The Gulf is slated to earn $270 billion less in oil revenue compared to last year. This is to a large extent because the region’s economic heavyweight, Saudi Arabia, has been sinking deeper into recession amid the coronavirus pandemic.
COVID-19 has had a visible impact on Saudi Arabia’s economy. The nosedive of Brent Crude prices together with lockdown measures has led to disruptions in critical economic sectors, a widening fiscal deficit and rising uncertainty about the government’s ability to offset oil revenue losses and stabilise debts. Besides the austerity measures already announced, the Kingdom will defer some of the big-ticket projects initiated by the Crown Prince, which includes an expansion of the Mecca Mosque and building sports stadia, and a $500 billion mega city in the desert.
Sharp decline in oil prices, exacerbated by demand loss from COVID has hit the country particularly hard. The Kingdom’s oil export volumes are currently limited by its commitments to the OPEC+ production cuts, an agreement intended to counteract plummeting demand and to steady the market. Under the plan, Saudi Arabia has cut its monthly output by at least 8.5 million b/d, down almost 30% from the 12 million b/d it was producing April. While Saudi price hikes since May signalled that the oil market was recovering, it now looks like the Kingdom may be forced to cut prices once again as demand is slower than anticipated just a month ago.
With the petroleum sector accounting for roughly 87% of budget revenues, 42% of GDP and 90% of export earnings, the Kingdom is burning through its cash reserves. According to the latest predictions by the IMF, the Saudi’s economy will crash by 6.8 percent this year, with the current oil strategy likely to have a deep impact on wider population spending and economic growth. Saudi Arabia also stands to lose significant revenue due to an almost complete halt on religious tourism. The government has recently instituted a 15% VAT to try and recoup some revenue lost from these two key industries.
The Crown Prince Mohammed bin Salman of Saudi Arabia has also made some ambitious decisions to capture global oil market share and cement Saudi Arabia’s position as the world’s top oil exporter.
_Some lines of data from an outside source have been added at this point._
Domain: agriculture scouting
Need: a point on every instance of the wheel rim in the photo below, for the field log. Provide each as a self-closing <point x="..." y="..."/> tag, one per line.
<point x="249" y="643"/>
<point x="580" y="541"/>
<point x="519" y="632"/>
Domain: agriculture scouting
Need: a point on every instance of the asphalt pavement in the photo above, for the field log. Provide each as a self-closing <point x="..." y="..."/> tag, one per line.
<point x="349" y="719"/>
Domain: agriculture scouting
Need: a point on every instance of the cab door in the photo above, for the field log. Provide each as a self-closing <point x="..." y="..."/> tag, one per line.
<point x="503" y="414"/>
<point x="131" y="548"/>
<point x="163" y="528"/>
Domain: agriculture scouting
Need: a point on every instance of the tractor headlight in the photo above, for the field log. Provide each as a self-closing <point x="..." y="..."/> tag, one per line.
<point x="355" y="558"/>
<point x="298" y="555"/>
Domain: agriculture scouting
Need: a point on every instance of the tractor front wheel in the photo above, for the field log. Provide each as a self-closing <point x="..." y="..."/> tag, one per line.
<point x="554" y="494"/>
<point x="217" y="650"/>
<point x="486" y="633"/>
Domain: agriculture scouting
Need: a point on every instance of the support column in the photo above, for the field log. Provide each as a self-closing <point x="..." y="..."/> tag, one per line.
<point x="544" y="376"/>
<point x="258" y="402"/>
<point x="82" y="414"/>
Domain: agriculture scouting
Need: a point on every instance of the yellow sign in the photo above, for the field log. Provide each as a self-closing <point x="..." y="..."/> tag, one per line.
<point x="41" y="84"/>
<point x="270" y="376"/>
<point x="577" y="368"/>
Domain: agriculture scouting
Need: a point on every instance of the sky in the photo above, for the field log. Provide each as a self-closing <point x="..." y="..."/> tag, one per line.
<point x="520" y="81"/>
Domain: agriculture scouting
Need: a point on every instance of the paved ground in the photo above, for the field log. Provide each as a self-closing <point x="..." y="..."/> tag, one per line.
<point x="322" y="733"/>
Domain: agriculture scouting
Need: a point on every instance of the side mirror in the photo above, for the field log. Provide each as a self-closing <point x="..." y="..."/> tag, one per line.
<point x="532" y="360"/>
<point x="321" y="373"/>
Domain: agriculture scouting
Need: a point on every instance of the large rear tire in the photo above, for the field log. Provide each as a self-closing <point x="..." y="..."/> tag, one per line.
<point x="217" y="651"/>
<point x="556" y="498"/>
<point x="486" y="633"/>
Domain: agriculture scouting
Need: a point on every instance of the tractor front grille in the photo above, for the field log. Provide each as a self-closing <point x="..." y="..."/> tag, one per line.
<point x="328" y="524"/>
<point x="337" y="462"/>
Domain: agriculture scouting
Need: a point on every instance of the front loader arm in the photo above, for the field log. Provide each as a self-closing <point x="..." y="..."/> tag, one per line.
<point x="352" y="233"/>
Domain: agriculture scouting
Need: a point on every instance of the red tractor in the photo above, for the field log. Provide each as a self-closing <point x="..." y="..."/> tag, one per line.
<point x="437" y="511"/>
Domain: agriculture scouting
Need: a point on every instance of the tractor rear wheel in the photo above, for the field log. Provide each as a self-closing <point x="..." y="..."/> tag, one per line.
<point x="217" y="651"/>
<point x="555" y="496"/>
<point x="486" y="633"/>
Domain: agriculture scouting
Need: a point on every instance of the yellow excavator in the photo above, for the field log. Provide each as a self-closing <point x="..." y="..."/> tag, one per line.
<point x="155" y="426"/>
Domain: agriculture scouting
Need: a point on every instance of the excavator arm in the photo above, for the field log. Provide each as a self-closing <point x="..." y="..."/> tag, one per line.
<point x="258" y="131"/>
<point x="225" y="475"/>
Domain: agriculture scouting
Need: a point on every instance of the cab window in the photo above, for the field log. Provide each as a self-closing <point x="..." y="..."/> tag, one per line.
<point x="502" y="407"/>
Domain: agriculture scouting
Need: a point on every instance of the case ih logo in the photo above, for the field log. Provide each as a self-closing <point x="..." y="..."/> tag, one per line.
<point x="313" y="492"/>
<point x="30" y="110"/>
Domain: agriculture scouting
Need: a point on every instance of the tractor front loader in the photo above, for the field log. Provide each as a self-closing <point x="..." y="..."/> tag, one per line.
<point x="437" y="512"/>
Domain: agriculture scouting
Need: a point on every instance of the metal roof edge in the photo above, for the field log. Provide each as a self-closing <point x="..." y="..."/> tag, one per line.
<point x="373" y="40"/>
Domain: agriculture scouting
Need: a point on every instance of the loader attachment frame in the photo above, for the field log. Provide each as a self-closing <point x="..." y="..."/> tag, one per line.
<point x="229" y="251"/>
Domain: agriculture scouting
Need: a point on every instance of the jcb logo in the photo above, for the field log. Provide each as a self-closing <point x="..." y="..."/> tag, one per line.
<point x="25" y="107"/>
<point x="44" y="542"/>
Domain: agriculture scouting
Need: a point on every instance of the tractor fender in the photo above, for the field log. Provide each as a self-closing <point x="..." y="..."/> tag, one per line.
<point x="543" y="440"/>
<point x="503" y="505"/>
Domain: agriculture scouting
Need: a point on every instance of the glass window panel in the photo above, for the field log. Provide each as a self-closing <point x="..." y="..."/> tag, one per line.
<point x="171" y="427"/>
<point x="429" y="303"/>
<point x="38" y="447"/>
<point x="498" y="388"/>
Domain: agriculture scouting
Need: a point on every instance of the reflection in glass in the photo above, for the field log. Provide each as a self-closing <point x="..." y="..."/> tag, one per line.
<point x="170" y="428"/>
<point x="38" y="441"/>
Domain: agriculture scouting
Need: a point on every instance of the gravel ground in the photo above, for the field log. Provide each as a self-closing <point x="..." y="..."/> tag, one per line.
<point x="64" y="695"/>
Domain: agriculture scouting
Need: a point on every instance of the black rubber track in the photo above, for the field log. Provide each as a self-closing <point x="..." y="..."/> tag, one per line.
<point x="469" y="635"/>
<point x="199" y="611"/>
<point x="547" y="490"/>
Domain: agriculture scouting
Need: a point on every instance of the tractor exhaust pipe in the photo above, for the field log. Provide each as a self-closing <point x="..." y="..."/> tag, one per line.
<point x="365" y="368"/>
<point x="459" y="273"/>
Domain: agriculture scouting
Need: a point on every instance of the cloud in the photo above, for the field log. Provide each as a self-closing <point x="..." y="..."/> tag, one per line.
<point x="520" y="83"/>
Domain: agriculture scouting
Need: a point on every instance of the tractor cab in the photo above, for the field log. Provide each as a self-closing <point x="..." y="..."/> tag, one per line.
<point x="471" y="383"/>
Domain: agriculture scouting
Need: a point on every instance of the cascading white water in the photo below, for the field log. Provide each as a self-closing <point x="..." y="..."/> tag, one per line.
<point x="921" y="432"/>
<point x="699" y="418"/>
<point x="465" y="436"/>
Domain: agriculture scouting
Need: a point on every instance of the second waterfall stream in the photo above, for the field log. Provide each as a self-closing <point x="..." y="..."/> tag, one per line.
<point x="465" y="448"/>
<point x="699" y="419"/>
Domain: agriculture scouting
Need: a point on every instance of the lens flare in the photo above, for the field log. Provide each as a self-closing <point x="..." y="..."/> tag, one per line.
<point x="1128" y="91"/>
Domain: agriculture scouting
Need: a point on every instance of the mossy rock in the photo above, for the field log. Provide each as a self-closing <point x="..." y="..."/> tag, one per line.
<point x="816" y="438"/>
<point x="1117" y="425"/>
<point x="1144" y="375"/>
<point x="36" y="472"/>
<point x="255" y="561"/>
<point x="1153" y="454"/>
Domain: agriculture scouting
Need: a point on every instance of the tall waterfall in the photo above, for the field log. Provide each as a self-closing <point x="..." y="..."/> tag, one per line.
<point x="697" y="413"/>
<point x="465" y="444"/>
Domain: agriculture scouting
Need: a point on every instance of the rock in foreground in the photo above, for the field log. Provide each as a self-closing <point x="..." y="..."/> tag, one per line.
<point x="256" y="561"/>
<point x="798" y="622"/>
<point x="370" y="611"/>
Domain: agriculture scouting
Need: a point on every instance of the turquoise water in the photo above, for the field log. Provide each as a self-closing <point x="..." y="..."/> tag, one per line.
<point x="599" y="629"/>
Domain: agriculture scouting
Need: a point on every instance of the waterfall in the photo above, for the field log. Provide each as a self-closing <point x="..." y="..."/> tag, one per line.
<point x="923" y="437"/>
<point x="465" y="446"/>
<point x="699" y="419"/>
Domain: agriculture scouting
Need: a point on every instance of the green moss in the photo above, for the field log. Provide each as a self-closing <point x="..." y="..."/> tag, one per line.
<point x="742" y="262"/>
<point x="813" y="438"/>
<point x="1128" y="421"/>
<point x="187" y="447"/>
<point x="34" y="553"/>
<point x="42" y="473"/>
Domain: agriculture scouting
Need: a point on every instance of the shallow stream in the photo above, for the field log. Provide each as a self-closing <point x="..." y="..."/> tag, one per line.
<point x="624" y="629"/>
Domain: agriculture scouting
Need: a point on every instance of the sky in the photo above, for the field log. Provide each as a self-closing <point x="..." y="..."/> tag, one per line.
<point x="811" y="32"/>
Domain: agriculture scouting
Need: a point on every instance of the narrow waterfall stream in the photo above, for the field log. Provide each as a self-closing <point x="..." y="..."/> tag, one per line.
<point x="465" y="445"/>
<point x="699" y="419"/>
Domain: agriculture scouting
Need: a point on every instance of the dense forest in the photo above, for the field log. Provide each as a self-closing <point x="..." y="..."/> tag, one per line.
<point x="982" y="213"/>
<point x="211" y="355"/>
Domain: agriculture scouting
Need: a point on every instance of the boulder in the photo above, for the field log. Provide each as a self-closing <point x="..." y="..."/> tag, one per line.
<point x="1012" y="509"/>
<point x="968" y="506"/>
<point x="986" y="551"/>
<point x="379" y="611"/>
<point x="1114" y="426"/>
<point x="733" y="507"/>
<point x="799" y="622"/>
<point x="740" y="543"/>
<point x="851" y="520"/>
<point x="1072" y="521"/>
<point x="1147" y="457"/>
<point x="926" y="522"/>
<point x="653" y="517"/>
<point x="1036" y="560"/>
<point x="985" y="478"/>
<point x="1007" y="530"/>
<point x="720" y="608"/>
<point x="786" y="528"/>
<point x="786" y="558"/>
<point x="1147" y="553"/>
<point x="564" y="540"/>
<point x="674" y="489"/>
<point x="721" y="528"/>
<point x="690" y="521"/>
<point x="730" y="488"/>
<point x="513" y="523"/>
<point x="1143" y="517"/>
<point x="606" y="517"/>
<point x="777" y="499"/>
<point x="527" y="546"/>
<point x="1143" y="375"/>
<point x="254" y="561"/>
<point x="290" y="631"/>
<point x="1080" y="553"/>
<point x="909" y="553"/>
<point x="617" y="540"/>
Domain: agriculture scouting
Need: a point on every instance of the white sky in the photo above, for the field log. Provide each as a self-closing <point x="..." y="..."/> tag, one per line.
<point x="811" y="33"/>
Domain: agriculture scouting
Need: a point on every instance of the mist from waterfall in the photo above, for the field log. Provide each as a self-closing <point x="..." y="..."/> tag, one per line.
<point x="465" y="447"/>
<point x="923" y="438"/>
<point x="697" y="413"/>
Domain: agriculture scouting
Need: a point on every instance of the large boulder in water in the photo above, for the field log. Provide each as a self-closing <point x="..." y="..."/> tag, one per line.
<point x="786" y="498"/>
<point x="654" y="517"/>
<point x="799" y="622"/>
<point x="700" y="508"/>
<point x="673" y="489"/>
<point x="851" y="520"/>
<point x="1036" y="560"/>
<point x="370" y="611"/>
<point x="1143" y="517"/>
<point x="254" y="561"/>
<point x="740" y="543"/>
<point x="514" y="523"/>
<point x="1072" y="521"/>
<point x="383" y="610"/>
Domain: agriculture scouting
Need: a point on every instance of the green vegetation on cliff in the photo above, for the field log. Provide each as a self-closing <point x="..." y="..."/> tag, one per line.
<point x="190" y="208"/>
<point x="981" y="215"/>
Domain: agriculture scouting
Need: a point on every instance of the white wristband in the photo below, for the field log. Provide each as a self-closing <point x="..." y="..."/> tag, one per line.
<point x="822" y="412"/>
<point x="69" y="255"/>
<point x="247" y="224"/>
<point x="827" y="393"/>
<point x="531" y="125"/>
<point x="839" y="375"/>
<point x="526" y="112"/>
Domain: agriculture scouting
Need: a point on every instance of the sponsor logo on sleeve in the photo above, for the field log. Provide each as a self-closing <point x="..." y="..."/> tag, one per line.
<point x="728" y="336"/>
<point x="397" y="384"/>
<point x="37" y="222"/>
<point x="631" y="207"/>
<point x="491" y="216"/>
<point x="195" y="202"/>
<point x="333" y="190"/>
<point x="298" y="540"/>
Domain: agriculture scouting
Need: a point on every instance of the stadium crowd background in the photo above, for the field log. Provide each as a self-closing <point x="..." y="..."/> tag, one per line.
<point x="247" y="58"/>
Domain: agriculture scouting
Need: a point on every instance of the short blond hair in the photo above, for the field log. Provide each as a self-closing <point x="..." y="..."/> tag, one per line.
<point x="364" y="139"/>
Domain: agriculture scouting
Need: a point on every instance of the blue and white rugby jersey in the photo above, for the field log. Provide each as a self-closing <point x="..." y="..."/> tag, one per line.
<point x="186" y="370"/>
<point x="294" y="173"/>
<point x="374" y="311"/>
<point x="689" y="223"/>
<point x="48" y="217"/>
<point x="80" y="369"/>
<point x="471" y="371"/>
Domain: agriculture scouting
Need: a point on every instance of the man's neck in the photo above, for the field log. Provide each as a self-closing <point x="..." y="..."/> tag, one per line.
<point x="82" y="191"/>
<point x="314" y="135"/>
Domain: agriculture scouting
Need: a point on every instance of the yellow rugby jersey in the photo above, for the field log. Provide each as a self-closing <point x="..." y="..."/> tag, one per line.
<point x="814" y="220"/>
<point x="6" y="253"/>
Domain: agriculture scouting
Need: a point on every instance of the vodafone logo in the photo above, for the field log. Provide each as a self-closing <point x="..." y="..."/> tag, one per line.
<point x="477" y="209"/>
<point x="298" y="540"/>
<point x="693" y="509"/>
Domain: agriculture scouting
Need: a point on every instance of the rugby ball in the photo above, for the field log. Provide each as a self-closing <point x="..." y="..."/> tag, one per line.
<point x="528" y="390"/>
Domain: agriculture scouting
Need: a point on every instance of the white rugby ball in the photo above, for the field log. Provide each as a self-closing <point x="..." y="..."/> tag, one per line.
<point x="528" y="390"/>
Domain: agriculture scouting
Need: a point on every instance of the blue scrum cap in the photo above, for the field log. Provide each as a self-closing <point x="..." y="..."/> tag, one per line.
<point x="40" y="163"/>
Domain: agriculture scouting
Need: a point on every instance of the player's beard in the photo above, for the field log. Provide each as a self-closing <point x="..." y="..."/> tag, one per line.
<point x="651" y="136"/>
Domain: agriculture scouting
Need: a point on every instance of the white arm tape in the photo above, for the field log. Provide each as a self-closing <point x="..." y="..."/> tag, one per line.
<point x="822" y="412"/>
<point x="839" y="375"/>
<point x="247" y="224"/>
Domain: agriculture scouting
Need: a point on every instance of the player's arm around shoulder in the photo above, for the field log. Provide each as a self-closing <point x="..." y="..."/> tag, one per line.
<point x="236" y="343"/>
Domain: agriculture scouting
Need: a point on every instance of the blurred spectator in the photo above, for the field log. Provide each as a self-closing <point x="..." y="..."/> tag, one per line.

No country other than Saudi Arabia, including Russia, has had the political and financial will to invest so heavily in upstream production capacity. Given the country’s comparative advantages of being able to extract and transport oil for much cheaper than other oil producing regions, lower oil prices are manageable but do come with consequences. Around 70% of the Kingdom’s employed population work for the government, and much of the private sector relies on government contracts, meaning that any impact on state revenues can have huge implications for the wider economy.
The country does therefore face several immediate challenges related to oil’s dominant role in the economy and the risk arising from price volatility. While, the Crown Prince is looking to convert this crisis into an opportunity, oil prices are unlikely to swing back to the pre-crisis levels any time soon. With a bleak global financial outlook, the Kingdom must look for fresh policy decisions.
Saudi Arabia has emphasised goals of diversification away from oil for some time, but the current low oil prices are forcing the government to make more drastic changes, with further encouragement of private sector growth to offset job losses from oil during COVID. To achieve this, the government must continue work on educational reform to better align Saudi worker’s skills with the needs of private employers. The hope is that this will create an entrepreneurial business environment that champions innovation and enables other job producing sectors other than the public sector to thrive.
The future growth of the country is closely tied with private investment so achieving income diversification and weaning the economy off oil will be an important step in building a vibrant and sustainable economy. Yet oil production remains central to the Saudi economy and will continue to in the decades to come. The current pandemic has thrown up challenges for the global oil market, and for Saudi Arabia in particular, but the Kingdom has a history of bouncing back. Saudi has successfully weathered a worse oil crisis in the past as well as tumultuous geopolitical situations, so we are likely to see a similar rebound of the Saudi oil market by mid to late 2021.
The country is not alone in facing such financial vulnerability as the coronavirus has stifled almost all global economies, who are scrambling to find means to sustain their economic well-being in view of such hardships. Most Arab nationsare now having to adapt quickly and in part COVID-19 has accelerated future proofing strategies and priorities to realise their vision of becoming modern, resilient nations.